A Universal Technique to Improve Software Quality

Everyone wants to improve software quality as much as possible, provided that it does not slow down delivering new functionality.

It just so happens that there is a single technique that can dramatically improve the quality of software development.  In this article, you will learn two key fundamentals:

  1. Knowledge of software size helps to improve software quality
  2. The process of sizing software helps to improve software quality
  3. This technique can find and help you eliminate 7-10% of all defects before coding.

Let us start with some fundamentals about software development.  All software has defects (bugs).  The bugs may be caused by poor coding or they may be caused by something else.  Perhaps we got the requirements wrong,  perhaps we misunderstood the requirements, perhaps we missed some important requirements.

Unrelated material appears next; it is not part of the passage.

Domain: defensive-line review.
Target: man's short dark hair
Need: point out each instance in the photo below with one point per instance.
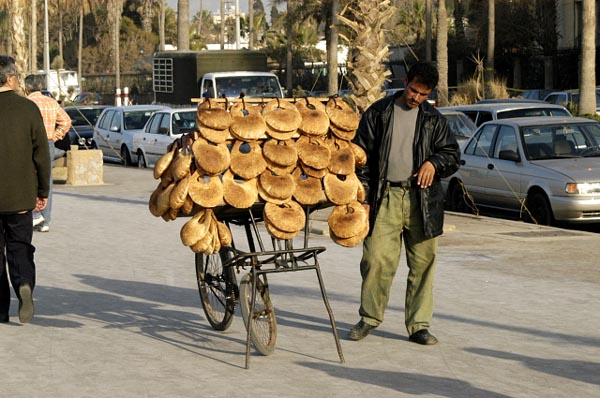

Quite often requirements are the root cause of software bugs.  But we rarely spend the time looking at the requirements quality.  Why?  It’s important but rarely urgent.   Reviewing and refining requirements is almost never considered a critical activity on a project plan.  I have seen some very poor requirements being used “just so the developers can get started”.  But this is an inefficient process and will lead to significant unnecessary rework and delays.

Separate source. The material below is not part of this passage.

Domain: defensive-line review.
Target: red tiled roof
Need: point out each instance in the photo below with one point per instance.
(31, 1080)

Improve Software Quality by Knowing the Size

If you have worked with software sizing before, you’ll also know that the defect potential (the likely number of defects/ mistakes) in requirements is predictable.   This single piece of knowledge can guide you to be more efficient. It can inform you to introduce just the optimum amount of effort into requirements quality before coding, removing requirements bugs, before coding starts.

Example

Nowadays a typical car has about 5 million lines of code.  From historical data, we know that is likely to equate to about 100,000 function points (ISO measure of software size).  Also from historical data we know that there is (on average) a defect potential of 0.7 – 1.0 requirements defects per function point.  Thus there will (have) been 100,000 requirements defects.  If you track the number of defects found and removed, you can determine approximately how many are remaining.  Furthermore if you perform requirements reviews and examinations to find and fix requirements defects early, you will reduce the requirements defects that are carried forward when coding starts.

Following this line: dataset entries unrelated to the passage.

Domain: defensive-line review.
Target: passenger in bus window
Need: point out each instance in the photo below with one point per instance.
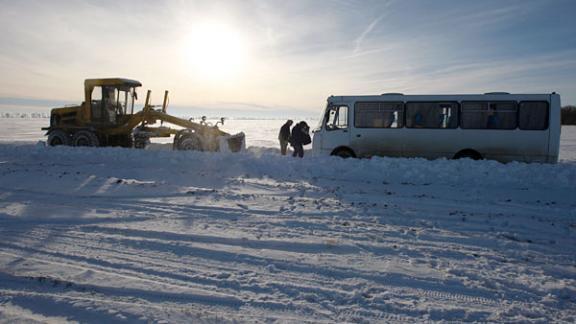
(389, 119)
(493, 120)
(418, 120)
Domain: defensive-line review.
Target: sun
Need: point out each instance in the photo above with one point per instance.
(215, 51)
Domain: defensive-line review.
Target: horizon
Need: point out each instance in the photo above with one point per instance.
(277, 58)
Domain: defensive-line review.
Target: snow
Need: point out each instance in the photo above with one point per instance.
(120, 235)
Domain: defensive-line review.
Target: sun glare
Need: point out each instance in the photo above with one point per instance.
(215, 52)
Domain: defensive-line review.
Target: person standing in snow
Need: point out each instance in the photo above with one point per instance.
(284, 136)
(300, 137)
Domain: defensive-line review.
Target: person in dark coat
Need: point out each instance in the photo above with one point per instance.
(284, 136)
(300, 137)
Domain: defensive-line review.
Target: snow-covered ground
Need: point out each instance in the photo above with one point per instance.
(112, 235)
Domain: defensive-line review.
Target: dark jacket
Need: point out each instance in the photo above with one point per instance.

Knowing how many defects are potentially there informs you how much work you need to do to remove them.  If you optimise your (requirements) QA work targeting (not 100% but) 95% defect removal, then you will be on-track for a lean and efficient delivery.

For example, if you use ScopeMaster to examine and test your requirements before coding, you could probably find about 50,000 of these defects (50%) and avoid them reaching the developers.  Just imagine how much more efficient your developers would be if they started with requirements that had 50% fewer defects?

Valid Quality Metrics from Knowing the Software Size

Note CFP = COSMIC Function Points

Improve Software Quality with Functional Sizing

Improving quality with the process of sizing

The process of formal functional sizing is ideal for clarifying functional intent i.e. ambiguities.  Occasionally different terms are used but actually mean the same thing.  By examining the functional users and object types being handled by the users across a set of requirements, you can easily spot inconsistencies.   If two functions perform the same action on an object you might have a duplicate requirement.   If you have an object that should be fully maintained by your software, but your requirements are missing a critical data maintenance function, you may well have a missing requirement.  If a requirement involves many functional steps, it might be too complicated to code, it might need simplifying, we might consider this a complexity defect.  Collectively these five categories of requirements defect represent about 40% of all potential defectsThese defects are likely to be exposed by process of functional sizing.  Manual sizing of requirements is therefore an efficient and worthwhile QA activity.  Automated sizing from requirements with ScopeMaster is even more effective and thorough.  It will detect and report on these defects faster and more thoroughly than humans might achieve manually.

Conclusion

We have shown in this article that both the knowledge of functional size AND the process of sizing will improve software quality dramatically.  Specifically, 7-10% of all software bugs can be removed through the (automated) process of software sizing.  Then, knowledge of sizing can help optimise QA activities to help remove the remaining bugs.